2021-Present: Global Tech Leaders Kick off the Great AI Race
The big AI race has started. Language models are being made available by developers, and companies are looking into ways to add AI to their goods. At this rate, almost every object that people buy will have some kind of AI in it.
- 2022: With ChatGPT, OpenAI made a lot of noise. It’s a smart, AI-driven robot that runs on GPT-3.5, which is an update to the GPT model it made in 2018. During training, people who made it gave it 300 billion words.
- 2023: Other tech companies around the world did the same.

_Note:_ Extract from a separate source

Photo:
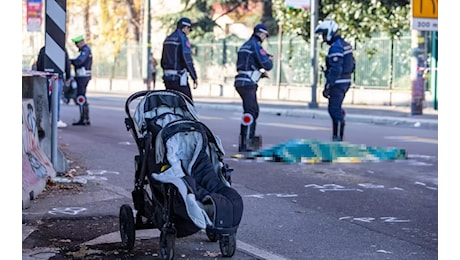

Google put out Bard, Microsoft put out Bing Chat, Meta made an open-source language model called LLaMA, and OpenAI put out GPT-4, an updated version of its model.
There are also a lot of AI web apps and AI-based health apps that can be used or are being made, and there will be a lot more.
How AI Will Shape the Future?
AI is more than just chatting and making pictures. They help make progress in many areas, such as global security and market technology. AI helps you in more ways than you might think. So, instead of rejecting AI systems that are open to the public, you should learn how to use them yourself.
Simple AI tools like ChatGPT and Bing Chat can help you get your study going faster. Put them into your everyday life. Powerful language models can write hard letters, look up SEO keywords, solve math problems, and answer questions about general knowledge.